Visual Odometry and Sensor Fusion

A decentralized path planning system requires fleet members to communicate where they are in the world with a very high degree of accuracy. Because of this, our team investigated a significant amount of research and development time into the state estimation portion of this project. We explored two main avenues: visual odometry for high-quality state estimation, and implementing a filter to smooth and fuse sensor data.

Wheel Odometry

While our team was developing more complex state estimation software, we used the robot’s native wheel odometry to construct rudimentary pose estimates so that we could test our path planning. We developed a simple odometry adapter node that took the robot’s latest odometry updates and offset them by the robot’s known starting position to transform them into the world frame.

During this time, we came to truly appreciate the important of managing sensor noise and drift with either sensor fusion or smoothing techniques. Odometry, we found, has a tendency to accumulate error over time. This meant that by using odometry-based pose estimates, we were severely limiting the physical distance our robot could traverse before it stopped being able to recognize when it had achieved a step or even a goal. Increasing tolerance for error extended this lifetime at the cost of earlier inaccuracy, since a higher amount of error was acceptable.

All in all, while odometry-based state estimation was a useful stand-in for accurate state estimation, we would never use it in isolation for any long-term state estimation. However, it could be a useful tool when paired with another sensor that provided intermediate, highly accurate estimates, such as a GPS system or visual landmark detection.

Monocular Visual Odometry

The goal of the Visual Odometry Node is to provide a pose estimate of the Neato through a singular camera mounted in the front. This data will feed into an extended kalman filter in the Sensor Fusion Node which combines internal odometry with the visual odometry to generate a more accurate pose estimate.

One of the biggest issues we ran into was creating depth maps for motion estimation. Depth maps require to sensors (usually a stereo camera) where the baseline distance is known, therefore being able to extract the depth. However with only one camera, we turned to the method of extracting a rotation and translation matrix from an essential matrix decompostiion. The finalized pipeline is as follows:

MVO Pipeline

Calibration

Once this pipeline was able to produce a pose, the next step was to calibrate it on the actual Neato. One of the first problems we noticed was the inconsistency as it travels the positive x axis. Testing consisted of manually pushing the Neato 0.5m every 6 seconds and compared the recorded distance to the real distance. (A velocity of 0.083 m/s was just a magic number that worked the best with mathcing features between each frame.)

Below is a graph showing the differnces in the outputed X pose (in red) compared to each 0.5m in real life (in blue). There was a huge inconsistency in the output scaling and positive/negative sign for each test which seemed very unrealiable.
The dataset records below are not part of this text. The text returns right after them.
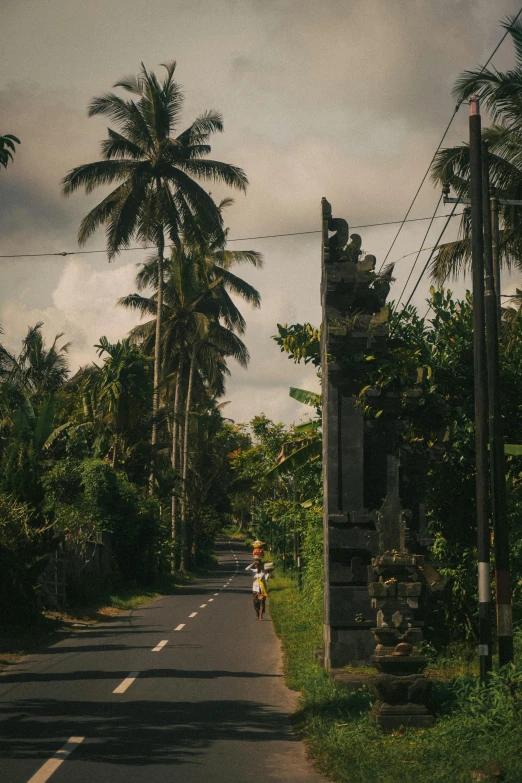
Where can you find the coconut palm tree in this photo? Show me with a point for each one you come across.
(196, 302)
(501, 95)
(157, 195)
(38, 371)
(117, 392)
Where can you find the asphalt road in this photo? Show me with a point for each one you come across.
(187, 688)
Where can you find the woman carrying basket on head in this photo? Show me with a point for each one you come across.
(259, 587)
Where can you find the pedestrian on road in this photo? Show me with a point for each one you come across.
(259, 587)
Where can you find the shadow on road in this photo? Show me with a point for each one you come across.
(137, 732)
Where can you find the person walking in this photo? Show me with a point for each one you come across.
(259, 587)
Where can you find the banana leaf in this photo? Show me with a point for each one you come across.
(306, 397)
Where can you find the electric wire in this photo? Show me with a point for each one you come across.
(430, 257)
(420, 251)
(448, 126)
(237, 239)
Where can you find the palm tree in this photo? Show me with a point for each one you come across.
(157, 195)
(38, 371)
(197, 298)
(501, 94)
(117, 393)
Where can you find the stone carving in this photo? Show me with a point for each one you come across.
(372, 582)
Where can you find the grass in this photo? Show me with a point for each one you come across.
(473, 725)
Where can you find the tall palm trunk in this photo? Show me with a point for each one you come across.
(186, 435)
(174, 459)
(157, 357)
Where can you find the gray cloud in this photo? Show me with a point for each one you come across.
(343, 98)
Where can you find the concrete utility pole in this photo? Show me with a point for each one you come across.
(491, 231)
(496, 441)
(480, 386)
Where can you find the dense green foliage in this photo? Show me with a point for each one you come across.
(474, 724)
(281, 471)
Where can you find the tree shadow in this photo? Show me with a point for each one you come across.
(136, 732)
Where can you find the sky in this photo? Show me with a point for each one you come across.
(346, 99)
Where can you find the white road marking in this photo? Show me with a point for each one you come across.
(45, 772)
(122, 687)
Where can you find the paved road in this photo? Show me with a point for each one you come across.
(188, 688)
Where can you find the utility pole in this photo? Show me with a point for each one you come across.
(496, 441)
(298, 559)
(480, 387)
(495, 250)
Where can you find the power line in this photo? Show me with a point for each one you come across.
(420, 251)
(237, 239)
(430, 256)
(448, 126)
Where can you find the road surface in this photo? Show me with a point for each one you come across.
(187, 688)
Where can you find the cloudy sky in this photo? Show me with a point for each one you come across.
(339, 98)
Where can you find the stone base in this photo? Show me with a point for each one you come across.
(350, 682)
(391, 717)
(351, 646)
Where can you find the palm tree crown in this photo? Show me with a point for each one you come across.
(154, 167)
(501, 95)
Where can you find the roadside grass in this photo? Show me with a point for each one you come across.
(474, 725)
(231, 532)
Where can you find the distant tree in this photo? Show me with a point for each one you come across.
(501, 94)
(7, 148)
(38, 371)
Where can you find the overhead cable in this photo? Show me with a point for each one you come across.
(236, 239)
(448, 126)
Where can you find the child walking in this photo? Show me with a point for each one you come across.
(259, 587)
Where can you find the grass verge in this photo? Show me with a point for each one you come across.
(474, 725)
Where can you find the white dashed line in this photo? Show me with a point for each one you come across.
(122, 687)
(45, 772)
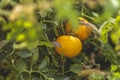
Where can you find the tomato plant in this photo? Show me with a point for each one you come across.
(85, 34)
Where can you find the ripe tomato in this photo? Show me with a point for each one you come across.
(70, 46)
(83, 31)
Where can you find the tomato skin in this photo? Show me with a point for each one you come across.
(70, 46)
(82, 31)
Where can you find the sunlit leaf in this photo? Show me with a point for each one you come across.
(43, 64)
(24, 53)
(20, 64)
(76, 68)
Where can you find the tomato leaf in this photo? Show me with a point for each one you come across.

The first 8 test we performed used cv2.recoverPose() to extract the rotation and translation. In the second set of tests, we tried directly implementing the single value decomposition math to extract the matrices. With the random spikes, we decided to continue with the OpenCV function. The next step to extracting out the correct translation is to compute the scale in each image. Using this function has a certain scale ambiguity that we cannot control.

Calibration for X

The second set of calibration tests we performed was with the rotation matrix. Unlike the translation, this yielded very accurate results over time. In this calibration test, the real angle and computed angles were measured every 45 degrees going from 0 to 180 degrees clockwise and counter-clockwise. In the graph below, blue represents the manual movement of turning and the red is the output. The initial 45-90 degrees were very inaccurate as the estimation motion would always be significantly lower. However, as the Neato reaches 180 degrees, the angles would adjust to be more accurate, usually settling within 10 degrees.

Calibration for Rotation

Concluding Thoughts

In the end, the pose estimate from monocular visual odometry was not implementing due to the inaccuracy and time constriants. Something that would be super helpful would be to create more visualizations of the differnt steps for easier debugging, ie drawing out the epipolar lines and using Rvis to show how the poses change.

Sensor Fusion Via Extended Kalman Filter

We also explored the avenue of sensor fusion, i.e. combining using multiple sources of position data (visual odometry and wheel odometry, in our case) to develop a highly accurate pose estimate overall. We first considered using the ROS2 robot_localization package, which runs an Extended Kalman Filter under the hood to fuse an arbitrary amount of data from various sensors. However, we decided that it would be a great learning experience to write an EKF node ourselves. We chose to use EKF rather than a standard Kalman Filter so that we could encorporate velocity data, which all types of odometry are capable of providing but also transforms the system into a nonlinear model. While a Kalman Filter can only model a linear state, EKF includes a first-order linearization step to expand its modelling capability.

We developed this node with the ability to take either wheel odometry or visual odometry, or both, and utilize them to continually improve the filter’s internal model of the world. We also developed a “pose plotter” node that listened to both odometry outputs and the EKF’s pose model and compared the outputted pose estimates. While we ran out of time to fully test the EKF node or integrate it with the rest of the system, writing the filter ourselves was an immensely educational experience that deepened our understanding of the theory behind sensor fusion techniques.